Regulatory asset base model
Tue 13th November 2012
Description and overview
The finance cost for infrastructure depends upon the cost of capital (the cost of debt and debt premium and the cost of equity) and that in turn depends upon the allocation of equity risk.
Therefore financing cost depends a great deal upon whether the regulatory system and the role of government are designed to hold down the cost of capital.
In the regulated utilities this is achieved through the Regulated Asset Base (RAB). The RAB is a number which represents past investments, comprising what investors paid when the assets were originally privatised plus subsequent capital expenditure adjusted for depreciation.
Once assets are in the RAB there is nothing that management can do to change their value.
The RAB is an accounting number, protected by the duty which is placed upon regulators to finance the business, including the RAB.
This duty gives rise to an effective guarantee that the regulated company's investment will be recovered over time from consumers.
This guarantee contributes towards making investments in regulated utility companies relatively low risk.
The equity risk in the RAB for the regulated company is zero as the risk has been transferred to consumers who are obliged to pay for the RAB.
If the RAB is guaranteed then it can be financed by debt and the debt is effectively guaranteed by the regulator's financing duty.
Therefore the cost of financing the RAB should be close to that for financing government borrowing. Can the RAB concept be generalised? Particular RABs can be thought of as guarantees that the sunk costs of particular projects can be recovered.
It can be seen as a commitment by future consumers to cover current investment.
Seen this way the RAB model could be extended to pay for the carbon reduction obligation and potentially also roads instead of current users covering the cost on a "pay as you go" basis.
Roads, for example, would need a sale of existing assets to the regulated company.
However, a possible disadvantage of the RAB model is affordability issues arising from passing the risk of sunk costs to consumers and particular impacts upon specific groups of consumers. Social housing has some similarities to the RAB model.
However the HCA as regulator does not have a duty to ensure that the RAB (housing) is financed.

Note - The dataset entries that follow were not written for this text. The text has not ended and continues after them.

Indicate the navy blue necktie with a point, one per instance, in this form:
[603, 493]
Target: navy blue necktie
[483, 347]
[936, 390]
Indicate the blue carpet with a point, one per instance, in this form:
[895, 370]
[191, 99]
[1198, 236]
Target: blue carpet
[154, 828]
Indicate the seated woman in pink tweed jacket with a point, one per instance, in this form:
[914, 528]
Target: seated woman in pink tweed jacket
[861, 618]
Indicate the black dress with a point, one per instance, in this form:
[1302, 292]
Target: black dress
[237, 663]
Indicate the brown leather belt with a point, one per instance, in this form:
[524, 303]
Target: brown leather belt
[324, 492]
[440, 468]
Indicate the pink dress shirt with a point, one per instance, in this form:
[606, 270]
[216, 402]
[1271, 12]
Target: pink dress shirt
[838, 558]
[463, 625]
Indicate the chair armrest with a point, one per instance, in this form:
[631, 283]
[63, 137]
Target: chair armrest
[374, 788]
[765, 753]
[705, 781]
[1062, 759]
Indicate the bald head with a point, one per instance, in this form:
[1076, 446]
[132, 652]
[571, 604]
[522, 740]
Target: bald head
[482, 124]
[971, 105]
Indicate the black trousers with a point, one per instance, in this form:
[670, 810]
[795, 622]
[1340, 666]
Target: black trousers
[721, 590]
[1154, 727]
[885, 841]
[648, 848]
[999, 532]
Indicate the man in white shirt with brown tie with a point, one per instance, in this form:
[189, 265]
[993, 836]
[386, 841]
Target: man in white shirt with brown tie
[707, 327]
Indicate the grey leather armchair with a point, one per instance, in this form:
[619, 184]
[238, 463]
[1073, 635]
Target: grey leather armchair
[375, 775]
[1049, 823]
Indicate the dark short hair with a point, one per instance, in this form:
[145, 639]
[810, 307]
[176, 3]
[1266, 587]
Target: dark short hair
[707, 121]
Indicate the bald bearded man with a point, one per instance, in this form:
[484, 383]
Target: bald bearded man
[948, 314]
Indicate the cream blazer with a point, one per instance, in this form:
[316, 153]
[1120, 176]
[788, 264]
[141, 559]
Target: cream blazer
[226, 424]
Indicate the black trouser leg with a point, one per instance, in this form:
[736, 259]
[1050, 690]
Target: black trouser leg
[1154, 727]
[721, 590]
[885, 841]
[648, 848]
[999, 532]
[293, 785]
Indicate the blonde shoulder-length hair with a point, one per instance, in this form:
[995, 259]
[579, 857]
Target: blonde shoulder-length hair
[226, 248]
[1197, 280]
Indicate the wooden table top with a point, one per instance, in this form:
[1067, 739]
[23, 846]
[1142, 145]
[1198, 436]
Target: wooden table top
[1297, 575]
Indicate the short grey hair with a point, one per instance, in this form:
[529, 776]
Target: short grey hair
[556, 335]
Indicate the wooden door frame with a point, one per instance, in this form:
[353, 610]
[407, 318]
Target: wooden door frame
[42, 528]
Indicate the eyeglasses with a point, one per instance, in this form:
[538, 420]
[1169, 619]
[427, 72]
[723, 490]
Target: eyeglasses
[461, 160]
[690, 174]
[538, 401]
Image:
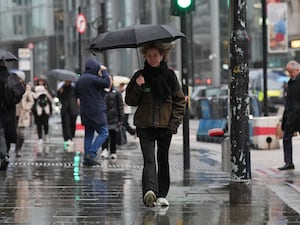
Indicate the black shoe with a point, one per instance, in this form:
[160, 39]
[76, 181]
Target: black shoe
[89, 159]
[287, 167]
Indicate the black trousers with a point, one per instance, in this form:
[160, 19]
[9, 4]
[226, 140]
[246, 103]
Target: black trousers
[128, 128]
[157, 181]
[288, 147]
[68, 122]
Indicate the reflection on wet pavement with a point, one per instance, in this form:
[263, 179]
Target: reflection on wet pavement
[49, 185]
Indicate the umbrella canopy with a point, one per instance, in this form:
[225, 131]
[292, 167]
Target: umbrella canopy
[135, 36]
[7, 56]
[117, 80]
[62, 74]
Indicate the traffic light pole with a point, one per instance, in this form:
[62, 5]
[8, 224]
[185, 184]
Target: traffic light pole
[185, 88]
[79, 48]
[240, 182]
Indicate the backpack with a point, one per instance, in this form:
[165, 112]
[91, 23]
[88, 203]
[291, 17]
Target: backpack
[42, 100]
[14, 89]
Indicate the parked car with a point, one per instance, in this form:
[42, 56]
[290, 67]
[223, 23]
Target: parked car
[204, 92]
[275, 86]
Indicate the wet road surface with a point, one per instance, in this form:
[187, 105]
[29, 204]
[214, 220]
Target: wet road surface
[49, 185]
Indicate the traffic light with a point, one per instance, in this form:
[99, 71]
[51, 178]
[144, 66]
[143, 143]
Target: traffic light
[179, 7]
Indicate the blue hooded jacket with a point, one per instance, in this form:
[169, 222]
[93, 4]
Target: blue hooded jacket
[90, 90]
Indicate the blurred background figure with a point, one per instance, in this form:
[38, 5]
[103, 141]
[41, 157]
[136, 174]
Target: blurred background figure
[115, 115]
[127, 111]
[42, 109]
[69, 111]
[23, 110]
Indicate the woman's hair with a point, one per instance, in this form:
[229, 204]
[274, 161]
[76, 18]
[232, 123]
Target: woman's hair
[163, 48]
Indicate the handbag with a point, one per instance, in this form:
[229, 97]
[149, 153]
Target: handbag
[121, 135]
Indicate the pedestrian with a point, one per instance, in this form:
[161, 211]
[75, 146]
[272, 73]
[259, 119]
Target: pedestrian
[291, 115]
[160, 102]
[69, 111]
[115, 115]
[127, 111]
[89, 90]
[42, 109]
[23, 110]
[8, 127]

This is achieved instead by the contractual landlord and tenant relationship. Rents are regulated and affordability issues may make the application of RAB difficult.
There may be losses of competition.
The application to social infrastructure may be difficult as consumers of the service generally do not pay for the service.
A transfer of the guarantee to the taxpayer will have inevitable balance sheet implications. Equity is not removed as a consequence of RAB. It is important that undertaking capital expenditure remains sufficiently incentivised.
The capital project itself will be financed by equity and project finance in advance of being sold into the RAB.
- Regulator ensures certainty of cashflows;
- RAB enables reduction in the cost of capital;
- User/consumer prices are regulated;
- Equity still has a role;
- Regulated company can be "not for profit" so that profits are recycled eg Glas Cymru (Welsh Water).
- Focussed only on economic infrastructure/utilities with end users/consumers;
- Requires a large scale transfer of assets to regulated company;
- Potential impact on competition within markets;
- Possible consumer affordability issues;
- Cost of establishing regulatory function.
The RAB model underpins the utilities industry in the UK.
The assets reside in the private sector and the role of the regulator ensures security of cashflows thereby reducing the cost of capital.
It could be extended to other areas of economic infrastructure although this will require a significant transfer of assets.
The regulatory requirement must be simple and transparent.